PFKP binding AMOTL1 promotes tumor aerobic glycolysis and epithelial-mesenchymal transition by modulating Hippo pathway in head and neck cancer.

BACKGROUND: Aerobic glycolysis drives cancer progression through phosphofructokinase (PFK)-mediated regulation. The contribution of platelet-type PFK (PFKP) to head and neck squamous cell carcinoma (HNSCC) pathogenesis remains undefined. METHODS: Bioinformatic screening of 548 TCGA-HNSCC cases identified glycolysis-related prognostic genes via Cox regression, followed by experimental validation using quantitative polymerase chain reaction (qPCR) and Kaplan-Meier survival analysis in 51 clinical HNSCC tissue pairs in our center. In vitro functional assays (CCK8, colony formation, migration assays and metabolic analysis experiments), co-immunoprecipitation, ubiquitination analysis, and immunofluorescence were performed in HNSCC cell lines. PFKP-AMOTL1 interaction was validated by protein-binding studies. In vivo tumor growth was assessed using nude mice models. Clinical correlation analysis utilized HNSCC patient cohorts. Statistical significance was determined by Student's t-test and ANOVA. RESULTS: PFKP emerged as the pivotal prognostic biomarker for HNSCC, demonstrating significant upregulation at mRNA/protein levels in tumors versus normal tissues (TCGA/clinical cohorts) and correlating with reduced overall and disease-specific survival. In vitro, PFKP overexpression enhanced aerobic glycolysis and epithelial-mesenchymal transition (EMT) in HNSCC cells. Mechanistically, PFKP directly bound AMOTL1, inhibiting its ubiquitin-mediated degradation. PFKP-driven glycolysis and EMT were AMOTL1-dependent.
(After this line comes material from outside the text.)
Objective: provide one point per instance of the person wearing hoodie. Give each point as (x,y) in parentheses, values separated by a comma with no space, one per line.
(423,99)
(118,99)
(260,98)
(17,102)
Furthermore, PFKP promoted YAP nuclear translocation via AMOTL1, suppressing Hippo pathway activity and amplifying glycolytic flux. In vivo, elevated PFKP accelerated tumor progression and glycolytic metabolism through AMOTL1/YAP/Hippo signaling. CONCLUSIONS: PFKP remodels tumor metabolism and drives EMT in HNSCC via the AMOTL1/YAP/Hippo axis, highlighting its mechanistic and prognostic significance, and suggesting its potential as a future therapeutic target.